La historia, pasión de mi madre, me llegó en las páginas eruditas de Kenneth Clark y en la colección de tomos que fue magnum opus de Will y Ariel Durant. De política, quehacer indispensable como conflictivo, me hablaron Machiavello, De Tocqueville, Kissinger, los Clinton, Nixon, Gorbachev, Chiang Kai Sheik, Nehru, Indira Ghandi, el good american que fue Edwin Richshauer –embajador norteamericano en Japón por muchos años– MacArthur, Ghandiji, Golda Meier, y tantos otros.

Me gustaba la sociología cuando estudiaba en la Santa María la Antigua, pero como el profesor nunca asistía, me concentré en los textos recomendados, encantada de familiarizarme –a mi estilo autodidacta– con Auguste Comte y Max Weber. La teoría de la evolución, absolutamente fascinante, me llevó a conocer a Charles Darwin –¡qué bien escribía!– a Huxley el grande, llevándome, el progreso humano, hasta los astrofísicos Stephen Hawkins, Carl Sagan y Brian Green, éste último autor de The Elegant Universe, cuyas diáfanas explicaciones sobre la teoría de las supercuerdas, aunque con esfuerzo, pude comprender.

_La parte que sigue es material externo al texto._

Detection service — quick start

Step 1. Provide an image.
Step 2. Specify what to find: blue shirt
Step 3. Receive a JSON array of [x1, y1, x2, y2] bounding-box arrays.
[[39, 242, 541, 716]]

Ni los títulos mencionados arriba hacen una lista completa, ni voy siquiera a referirme a los autores o a la dicha que he recibido de mi principal vía de escape: la literatura. Podría parecer pedante describir mi ya largo camino de autoenseñanza, pero lo hago para dejar sentado que es posible convertirse en un intelectual por cuenta propia, y para dar testimonio del inefable placer que es aprender directamente de los grandes maestros, ¡de disfrutar diálogos íntimos, de tú a tú, con semejantes cerebros!